Striding onto the national stage in the aftermath of these disasters, Trump tapped into an old American story. America’s elites had betrayed the American people, he declared. Trump’s whole life was a dress rehearsal for this moment: constantly imposing his will, wriggling out of scrapes, never held accountable, born on third base and thinking he’d hit a triple. He was the American illusion of omnipotence incarnate.
Trump collapsed the distance between his personal will and American will, declaring as he accepted the Republican nomination in 2016 that “I alone can fix it.” Like America, Trump cannot fail; he can only be failed. Everything is always someone else’s fault. Handed the tools of the imperial presidency, he clearly regards America as identical with his person. He jettisons all pretense of constitutional order.

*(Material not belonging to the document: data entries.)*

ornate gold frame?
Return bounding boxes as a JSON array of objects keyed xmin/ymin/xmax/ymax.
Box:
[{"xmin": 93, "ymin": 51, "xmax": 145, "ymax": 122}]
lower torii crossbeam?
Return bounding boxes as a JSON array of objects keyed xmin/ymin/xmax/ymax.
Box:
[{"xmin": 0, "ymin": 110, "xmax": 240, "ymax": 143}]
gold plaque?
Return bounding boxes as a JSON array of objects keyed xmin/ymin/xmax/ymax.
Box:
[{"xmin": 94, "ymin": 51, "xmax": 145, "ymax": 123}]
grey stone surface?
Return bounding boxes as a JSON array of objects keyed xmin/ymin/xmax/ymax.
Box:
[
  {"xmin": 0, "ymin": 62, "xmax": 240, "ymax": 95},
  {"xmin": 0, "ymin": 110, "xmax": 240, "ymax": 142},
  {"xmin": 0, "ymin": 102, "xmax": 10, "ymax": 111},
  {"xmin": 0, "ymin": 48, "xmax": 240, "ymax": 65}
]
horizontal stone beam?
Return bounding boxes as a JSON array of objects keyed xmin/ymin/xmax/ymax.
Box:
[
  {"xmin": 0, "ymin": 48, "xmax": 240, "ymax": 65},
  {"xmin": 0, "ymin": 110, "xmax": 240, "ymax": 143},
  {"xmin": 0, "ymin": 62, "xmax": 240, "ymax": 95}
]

He will know in his gut when wars are won, he’s said, and the only limits are his own sense of morality.
In the Persian Gulf, that illusion has come face to face with material reality. Trump’s hope of a rapid collapse of the Iranian regime was always fantastical. Geography is having its revenge: The oil and gas that power so much of the global economy pass through a narrow strait that Iran effectively controls. A ground invasion on its vast and forbidding terrain could far exceed the Vietnam quagmire. The Iranian regime, ruthless to its neighbors and its own people alike, appears unshaken by Israel and America’s relentless assaults. It seems dug in for a long war.
Yet Trump seems unable to conceive of a force immune to America’s omnipotent might. And he cannot imagine that a distant war could possibly harm America, blessed with bountiful land and natural resources, separated from the troubled world by two oceans. But soaring gas prices, rising interest rates and the prospect of a stock market collapse have put paid to any delusions of splendid isolation from the global economy. If this war grinds on, Americans will suffer greatly.

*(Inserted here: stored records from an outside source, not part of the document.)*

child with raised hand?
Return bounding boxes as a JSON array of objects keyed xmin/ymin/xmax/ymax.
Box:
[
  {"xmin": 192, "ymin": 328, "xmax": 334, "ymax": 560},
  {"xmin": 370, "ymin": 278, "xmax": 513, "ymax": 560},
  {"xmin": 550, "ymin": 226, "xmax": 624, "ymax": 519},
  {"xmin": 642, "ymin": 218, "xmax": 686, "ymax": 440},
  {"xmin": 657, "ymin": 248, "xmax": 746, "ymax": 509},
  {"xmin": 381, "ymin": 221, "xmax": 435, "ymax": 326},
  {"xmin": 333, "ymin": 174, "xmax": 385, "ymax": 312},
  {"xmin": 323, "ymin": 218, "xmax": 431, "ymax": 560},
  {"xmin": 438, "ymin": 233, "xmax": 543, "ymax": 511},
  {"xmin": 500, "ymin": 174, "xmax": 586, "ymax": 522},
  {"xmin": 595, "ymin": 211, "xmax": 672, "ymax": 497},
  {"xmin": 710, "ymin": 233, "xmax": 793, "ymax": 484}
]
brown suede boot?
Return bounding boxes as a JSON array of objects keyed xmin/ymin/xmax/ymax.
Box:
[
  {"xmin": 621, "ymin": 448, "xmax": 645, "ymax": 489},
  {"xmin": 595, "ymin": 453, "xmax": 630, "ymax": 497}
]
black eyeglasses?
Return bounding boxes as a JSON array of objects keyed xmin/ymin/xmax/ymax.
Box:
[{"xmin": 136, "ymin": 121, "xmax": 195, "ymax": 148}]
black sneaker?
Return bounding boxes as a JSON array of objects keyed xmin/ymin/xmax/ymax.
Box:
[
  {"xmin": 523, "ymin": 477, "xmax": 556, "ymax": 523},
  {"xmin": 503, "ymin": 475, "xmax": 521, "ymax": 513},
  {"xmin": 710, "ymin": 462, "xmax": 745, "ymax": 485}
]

There has been plenty of suffering already: More than 58,000 names are etched onto the black granite of the Vietnam War memorial in Washington. As yet, there is no national memorial for the so-called forever wars, but over 7,000 Americans died serving in them. In those wars, there was at least a veneer of American idealism, as thin and self-deceiving as it may have been. Trump has dragged America into a war completely unmoored from any pretense to virtue. It is a naked exercise of power with no cloak of providence or moral superiority. In its brazenness, it is almost bracing.
Writing at the same time as Brogan, the theologian Reinhold Niebuhr published a short book called “The Irony of American History.” A favorite of Obama’s, it is a call to Christian humility in world affairs, addressed to Americans who misunderstand their virtue. “Man is an ironic creature because he forgets that he is not simply a creator but also a creature,” Niebuhr writes.
That line made me realize the folly of my own oscillation: Both views — Trump as aberration or Trump as history’s fulfillment — had America as the protagonist of its own story, with the world as a stage. I needed a wider frame, an honest engagement with history and a willingness to admit that America is, like any other nation, just one place in the world.
America does not know how to exist in a world it does not control. Since its inception, America has assured itself it was simply too big, too far away and too richly endowed to suffer any serious consequences for its actions. But there will be no escaping the cataclysm in Iran. In its wake, there is a chance to recognize our place in an interconnected world and see ourselves clearly. The way out of the cycle of failure and betrayal is to shed our illusions, once and for all.